I am trying to implement a parallel reduction sum of even and odd number Separately in CUDA. I'm new in CUDA programming and I'm trying so hard but I can't find a solution.

I have for example the array: [5, 8, 0, -6, 2]. And the result need to be [4, 5] (Even: 8+0-6+2=4, Odd: 5=5). But the result of my following code is [8, 5].

I think that my problem is in the notion of "shared" but I do not understand why.

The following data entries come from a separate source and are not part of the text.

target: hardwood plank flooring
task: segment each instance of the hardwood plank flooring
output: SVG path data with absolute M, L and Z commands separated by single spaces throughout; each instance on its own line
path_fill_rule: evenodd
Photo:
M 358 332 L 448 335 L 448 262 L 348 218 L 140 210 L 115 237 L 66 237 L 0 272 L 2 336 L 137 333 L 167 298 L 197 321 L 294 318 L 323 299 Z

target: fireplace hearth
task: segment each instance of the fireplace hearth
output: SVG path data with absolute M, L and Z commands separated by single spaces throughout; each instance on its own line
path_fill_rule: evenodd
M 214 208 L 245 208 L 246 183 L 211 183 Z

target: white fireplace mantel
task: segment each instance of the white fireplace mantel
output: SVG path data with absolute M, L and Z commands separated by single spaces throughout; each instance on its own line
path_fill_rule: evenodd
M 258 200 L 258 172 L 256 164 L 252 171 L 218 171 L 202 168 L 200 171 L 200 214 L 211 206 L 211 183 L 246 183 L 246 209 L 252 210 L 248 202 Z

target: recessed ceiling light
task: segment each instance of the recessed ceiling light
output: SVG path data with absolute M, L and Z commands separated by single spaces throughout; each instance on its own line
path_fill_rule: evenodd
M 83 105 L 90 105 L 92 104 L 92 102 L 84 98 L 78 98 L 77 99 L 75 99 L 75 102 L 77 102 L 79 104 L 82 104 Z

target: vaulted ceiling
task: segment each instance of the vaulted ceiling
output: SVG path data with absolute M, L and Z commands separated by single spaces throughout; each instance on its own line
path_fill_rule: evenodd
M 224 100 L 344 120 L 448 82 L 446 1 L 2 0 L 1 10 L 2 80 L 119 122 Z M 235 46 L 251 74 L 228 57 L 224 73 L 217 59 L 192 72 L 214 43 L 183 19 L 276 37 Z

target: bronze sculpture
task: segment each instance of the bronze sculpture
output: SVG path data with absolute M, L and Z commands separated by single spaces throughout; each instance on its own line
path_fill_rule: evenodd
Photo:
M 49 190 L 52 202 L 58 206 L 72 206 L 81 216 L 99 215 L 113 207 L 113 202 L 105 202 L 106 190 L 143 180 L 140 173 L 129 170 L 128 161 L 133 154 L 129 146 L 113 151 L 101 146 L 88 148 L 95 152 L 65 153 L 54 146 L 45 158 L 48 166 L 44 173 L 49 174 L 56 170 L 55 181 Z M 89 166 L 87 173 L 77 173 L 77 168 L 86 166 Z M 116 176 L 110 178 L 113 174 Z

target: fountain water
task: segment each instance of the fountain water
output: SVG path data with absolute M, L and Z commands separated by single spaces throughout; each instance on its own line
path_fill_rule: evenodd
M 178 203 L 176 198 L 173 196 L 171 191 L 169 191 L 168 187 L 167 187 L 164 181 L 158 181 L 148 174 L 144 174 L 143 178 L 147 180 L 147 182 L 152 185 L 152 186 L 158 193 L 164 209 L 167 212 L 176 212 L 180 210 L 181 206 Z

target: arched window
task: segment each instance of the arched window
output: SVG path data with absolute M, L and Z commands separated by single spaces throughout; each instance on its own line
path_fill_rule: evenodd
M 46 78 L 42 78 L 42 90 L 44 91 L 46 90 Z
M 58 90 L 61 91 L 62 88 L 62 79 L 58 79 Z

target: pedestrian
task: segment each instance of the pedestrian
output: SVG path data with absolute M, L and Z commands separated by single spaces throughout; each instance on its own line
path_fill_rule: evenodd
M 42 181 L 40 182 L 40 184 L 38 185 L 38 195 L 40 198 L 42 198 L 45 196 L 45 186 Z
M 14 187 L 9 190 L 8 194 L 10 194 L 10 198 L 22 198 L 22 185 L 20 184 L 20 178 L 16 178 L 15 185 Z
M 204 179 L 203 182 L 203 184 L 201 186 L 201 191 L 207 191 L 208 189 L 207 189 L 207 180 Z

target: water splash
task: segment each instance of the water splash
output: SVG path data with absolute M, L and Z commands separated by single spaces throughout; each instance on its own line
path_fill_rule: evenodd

__global__ void sumEvenOdd(int *a, int *b, int N){
    int column = blockIdx.x * blockIdx.x + threadIdx.x;

    __shared__ int s_data[2];

    if (column < N){ 
        if (a[column] % 2 == 0){
            s_data[0] += a[column];
        }
        else{
            s_data[1] += a[column];
        }
        __syncthreads();
        b[0] = s_data[0];
        b[1] = s_data[1];
    }
}

void initArray(int *a, int N){
    for (unsigned int i = 0; i < N; i++){
        a[i] = rand() % 100;
    }
}

void verify_result(int *a, int *b, int N){
    int *verify_b;
    verify_b = (int*)malloc(2 * sizeof(int));
    verify_b[0] = 0;
    verify_b[1] = 0;
    for (unsigned int i = 0; i < N; i++){
        if (a[i] % 2 == 0){
            verify_b[0] += a[i]; 
        }
        else{
            verify_b[1] += a[i];
        }
    }
    for (unsigned int i = 0; i < 2; i++){
        assert(verify_b[i] == b[i]);
    }
}

void printResult(int *a, int *b, int N){
    printf("\n");
    for (unsigned int i = 0; i < N; i++){
        printf("%d, ", a[i]);
    }
    printf("\n");
    for (unsigned int i = 0; i < 2; i++){
        printf("%d, ", b[i]);
    }
}

int main(){
 
    //Array sizes;
    int N = 5;
        
    //Size (in bytes) of matrix
    size_t bytes = N * sizeof(int);

    //Host pointers
    int *a, *b;
    
    // Allocate host memory
    a = (int*)malloc(bytes);
    b = (int*)malloc(2 * sizeof(int));

    // Initialize array
    initArray(a, N);

    // Device pointers
    int *d_a, *d_b;

    // Allocated device memory
    cudaMalloc(&d_a, bytes);
    cudaMalloc(&d_b, 2 * sizeof(int));

    // Copy data to the device
    cudaMemcpy(d_a, a, bytes, cudaMemcpyHostToDevice);

    //Number of threads
    int THREADS = 128;

    //Number of blocks
    int BLOCKS = (N + THREADS - 1) / THREADS;

    // Launch kernel
    sumEvenOdd<<<BLOCKS, THREADS>>>(d_a, d_b, N);
    cudaDeviceSynchronize();

    // Copy back to the host
    cudaMemcpy(b, d_b, 2 * sizeof(int), cudaMemcpyDeviceToHost);

    // Check result
    verify_result(a, b, N);

    printResult(a, b, N);

    return 0;
}

Answer 1

you cannot just use

s_data[1] += a[column];

remember all units are going to execute this line at the same time, and store in the same position, so all threads are storing into s_data at the same time.

instead you should use atomic add

atomicAdd(&s_data[1], a[column]);

and you should also be initializing s_data to zeros.